Trasfigurazione 2023
«Non sapeva quel che diceva» Mc 9,5.
Grande dono è che nel cuore dell’estate questa domenica coincida con la festa della Trasfigurazione. Ironia della sorte: un 6 agosto esplose la bomba atomica su Hiroshima, un 6 agosto il Signore chiamò a sé l’animo di Paolo VI, Papa, fragile, ma possente cercatore di Dio. Tutte le Chiese d’Oriente e d’Occidente celebrano in questo giorno la solennità della Trasfigurazione del Signore. Essa fu celebrata in principio per ricordare la dedicazione di una chiesa sorta sul Monte Tabor. Denominata dall’Oriente «Pasqua di mezza estate» , questa festa ricorda Gesù trasfigurato davanti a Pietro, Giacomo e Giovanni e che mostra la sua gloria mentre conversa con Mosè ed Elia. La Chiesa ricorda, così, il compimento in Gesù Cristo delle Sacre Scritture raffigurate da Mosè ed Elia. Festa della bellezza e della contemplazione di quel Volto in cui tutti siamo chiamati a rifletterci come in uno specchio. La luce e lo splendore di Cristo preannunciano il Regno in cui l’umanità tutta sarà resa dimora di Dio, bella come una sposa pronta per il suo sposo cfr. Ap 21,2-3.
«Non sapeva quel che diceva» annota Marco, diligente interprete di Pietro nel suo Vangelo, a proposito del grido d’amore e di felicità, che s’elevò dal cuore più che dal labro dell’Apostolo, nella contemplazione di Gesù, trasfigurato nella luce: «Signore, quanta gioia per noi star qui sempre!». Intendeva l’Evangelista, nel riportare queste parole, probabilmente udite dallo stesso Pietro, limitarsi ad indicare lo stato di stupore, di spavento, di estasi dei discepoli sul Tabor, oppure voleva farci comprendere, con la riflessione degli avvenimenti successivi, che la frase racchiudeva un più profondo significato?
«Non sapeva quel che diceva» Pietro, perché gli sfuggiva il nesso logico di quella vicina passione. Estasiato dal fulgore della faccia di Lui, splendente come il sole e delle vesti, diventate candide come la neve, Pietro non poneva mente a quanto dicevano con Gesù i due personaggi Mosè ed Elia, apparsiGli accanto. Ben lo nota San Luca: «Parlavano della sua morte», ed era morte di croce.

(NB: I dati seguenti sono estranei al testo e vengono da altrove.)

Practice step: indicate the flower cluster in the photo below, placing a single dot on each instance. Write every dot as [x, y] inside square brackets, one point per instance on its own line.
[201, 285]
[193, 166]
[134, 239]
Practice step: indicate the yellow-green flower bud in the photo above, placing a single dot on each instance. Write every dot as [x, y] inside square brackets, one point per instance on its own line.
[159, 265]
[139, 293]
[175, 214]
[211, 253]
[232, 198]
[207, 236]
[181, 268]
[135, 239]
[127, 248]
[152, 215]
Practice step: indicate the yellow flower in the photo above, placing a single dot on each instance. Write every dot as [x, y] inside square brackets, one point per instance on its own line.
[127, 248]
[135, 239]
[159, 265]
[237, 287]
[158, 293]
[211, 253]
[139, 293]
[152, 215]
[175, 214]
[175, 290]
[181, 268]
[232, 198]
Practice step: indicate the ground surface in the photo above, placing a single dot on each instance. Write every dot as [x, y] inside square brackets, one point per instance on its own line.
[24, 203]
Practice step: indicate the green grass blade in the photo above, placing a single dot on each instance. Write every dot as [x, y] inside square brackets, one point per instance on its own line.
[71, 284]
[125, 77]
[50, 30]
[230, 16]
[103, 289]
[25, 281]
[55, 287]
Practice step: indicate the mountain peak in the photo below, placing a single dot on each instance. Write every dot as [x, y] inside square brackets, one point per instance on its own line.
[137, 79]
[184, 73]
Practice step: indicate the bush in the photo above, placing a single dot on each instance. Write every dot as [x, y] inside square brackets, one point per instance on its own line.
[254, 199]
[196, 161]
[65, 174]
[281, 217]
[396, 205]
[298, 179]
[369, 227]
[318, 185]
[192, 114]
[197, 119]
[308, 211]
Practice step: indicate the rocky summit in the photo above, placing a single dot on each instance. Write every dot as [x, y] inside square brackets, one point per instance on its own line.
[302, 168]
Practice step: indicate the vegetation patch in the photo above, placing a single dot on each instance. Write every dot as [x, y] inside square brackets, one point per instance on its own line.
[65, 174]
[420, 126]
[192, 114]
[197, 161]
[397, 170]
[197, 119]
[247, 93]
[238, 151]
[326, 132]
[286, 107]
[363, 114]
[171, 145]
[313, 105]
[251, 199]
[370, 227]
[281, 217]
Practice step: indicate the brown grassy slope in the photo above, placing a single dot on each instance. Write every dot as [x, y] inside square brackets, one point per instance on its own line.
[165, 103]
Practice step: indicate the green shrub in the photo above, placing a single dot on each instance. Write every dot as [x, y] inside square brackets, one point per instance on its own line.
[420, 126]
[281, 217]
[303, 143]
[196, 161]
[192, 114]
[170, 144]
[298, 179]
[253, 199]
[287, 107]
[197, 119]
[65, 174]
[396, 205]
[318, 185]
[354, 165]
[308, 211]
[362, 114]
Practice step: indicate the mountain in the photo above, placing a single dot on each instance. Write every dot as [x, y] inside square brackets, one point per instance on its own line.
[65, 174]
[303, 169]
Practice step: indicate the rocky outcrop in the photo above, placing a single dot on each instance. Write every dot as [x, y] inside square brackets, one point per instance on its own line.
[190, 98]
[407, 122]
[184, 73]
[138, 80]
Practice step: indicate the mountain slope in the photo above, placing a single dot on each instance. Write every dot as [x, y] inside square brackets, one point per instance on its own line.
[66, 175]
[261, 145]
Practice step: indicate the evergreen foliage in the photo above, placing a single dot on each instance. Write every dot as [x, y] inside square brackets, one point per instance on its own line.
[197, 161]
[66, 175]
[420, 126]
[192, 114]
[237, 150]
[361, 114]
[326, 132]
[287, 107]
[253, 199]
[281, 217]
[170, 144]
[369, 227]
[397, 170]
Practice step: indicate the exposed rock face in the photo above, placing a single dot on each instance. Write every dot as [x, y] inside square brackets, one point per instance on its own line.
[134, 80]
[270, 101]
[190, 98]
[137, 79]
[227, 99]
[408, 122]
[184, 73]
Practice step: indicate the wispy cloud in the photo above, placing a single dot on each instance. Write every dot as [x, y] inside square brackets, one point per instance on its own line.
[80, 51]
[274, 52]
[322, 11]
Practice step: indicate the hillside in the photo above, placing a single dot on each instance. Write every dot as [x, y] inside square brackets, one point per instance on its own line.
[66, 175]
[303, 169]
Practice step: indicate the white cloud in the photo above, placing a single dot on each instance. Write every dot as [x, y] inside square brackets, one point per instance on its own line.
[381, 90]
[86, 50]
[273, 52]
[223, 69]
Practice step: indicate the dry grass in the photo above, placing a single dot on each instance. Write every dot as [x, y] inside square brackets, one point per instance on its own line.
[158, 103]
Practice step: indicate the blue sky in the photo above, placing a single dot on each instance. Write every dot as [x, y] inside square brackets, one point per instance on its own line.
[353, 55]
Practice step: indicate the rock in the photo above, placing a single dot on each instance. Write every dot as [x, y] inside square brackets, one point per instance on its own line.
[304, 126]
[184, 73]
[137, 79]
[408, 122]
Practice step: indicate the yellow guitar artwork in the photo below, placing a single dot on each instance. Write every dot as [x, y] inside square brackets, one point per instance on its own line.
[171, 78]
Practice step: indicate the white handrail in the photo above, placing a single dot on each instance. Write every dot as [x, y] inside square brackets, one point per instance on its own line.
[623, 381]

Come poteva chiedere di rendere eterno quel momento di sublime felicità, colui che non era stato ancora socio a Gesù nella passione?
Non capiva che il gaudio della Sua gloria sarebbe stato il premio della partecipazione al Suo dolore? Non avvertiva, in quel dono di luce e di trionfo, una testimonianza, un documento, un pegno per la prossima bufera, quando «percosso il pastore, le pecorelle sarebbero state disperse?». «No, non sapeva quel che diceva».
È vero, ma chi di noi oserebbe dirgli una parola di rimprovero, chi di noi, pur nella conoscenza di quanto poi è avvenuto, cioè la passione, la morte e la risurrezione, si sarebbe comportato altrimenti?
Vedere Gesù nella Sua bellezza è gustare il Paradiso. E chi di noi, se potesse goderne per un istante, non bramerebbe che il tempo avesse a cessare? Questo insopprimibile desiderio di felicità, che portiamo sempre dentro di noi e che ci sforziamo di appagare nei piccoli frammenti di gioia che incontriamo sul nostro cammino, ci è stato posto in cuore da Lui. «Signore», diceva S. Agostino, «ci hai fatto per Te e per questo è inquieto il nostro cuore, finchè in Te non si riposi».
Purtroppo, affascinati dalle creature, dimentichi che quanto in esse vi è di bello, di buono, di vero, tutto è riflesso del Creatore. Spesso gli uomini si perdono dietro alle fallaci ed illusorie chimere di una falsa e vana felicità, illudendosi di eliminare il dolore nello stordimento del senso. Altra è la via regale che ci insegna il Vangelo: per ascendere alla felicità, bisogna camminare per i sentieri del dolore. La Redenzione non si compie sul Tabor, ma sul Golgota. Soltanto coloro che saranno stati i soci di Gesù nel portare la croce, avranno diritto di essere i Suoi soci nello splendore della gloria: «Si tamen compatimur ut et conglorificemur» Rm 8,17.
Dura condizione e in chiaro contrasto con la nostra sensibilità e con la dottrina del mondo… ma necessaria condizione, richiesta dalle esigenze di una infallibile giustizia e dalla solidarietà di una comune miseria. Sempre paterna, la Misericordia del nostro Dio viene in soccorso e ci dona a conforto momenti di vera gioia.
Beati coloro che gustano quanto è soave il Signore! Di preferenza Egli sceglie l’ora intima e raccolta della preghiera. E per un disegno d’amore, quasi sempre, agli intimi cui svela i segreti del Suo Cuore, Egli dà anche parte di quella Sua passione che durerà sino alla fine dei secoli. Ma come ai prediletti del Tabor venne imposto di mantenere il segreto, così a questi testimoni della Sua gloria e della sua passione, il silenzio è custode geloso delle divine compiacenze.
Cardinale Giovanni Urbani, 1900-1969,
Arcivescovo di Verona, 1955-1958,
Patriarca di Venezia, 1958-1969.
Colloquio Spirituale.
Ti rendiamo grazie, somma Trinità,
ti rendiamo grazie, vera unità,
ti rendiamo grazie, bontà unica,
ti rendiamo grazie, soavissima divinità.
Ti renda grazie l’uomo,
tua umile creatura e tua sublime immagine.
Ti renda grazie perché non lo abbandonasti alla morte,
ma l’ha strappato dall’abisso della perdizione
ed effondo a torrenti su di lui la tua misericordia.
Egli ti immoli il sacrificio di lode,
ti offra l’incenso della sua dedizione,
ti consacri olocausti di giubilo.
O Padre, ci hai mandato il tuo Figlio;
o Figlio, ti sei incarnato nel mondo;
o Spirito Santo, eri presente
nella Vergine che concepiva,
eri presente al fiume Giordano,
nella colomba sei oggi sul Tabor,
nella nube, Trinità intera, Dio invisibile,
tu cooperi alla salvezza degli uomini,
perché essi si riconoscano salvati
dalla tua divina potenza.
Dalle Prediche di San Tommaso da Villanova.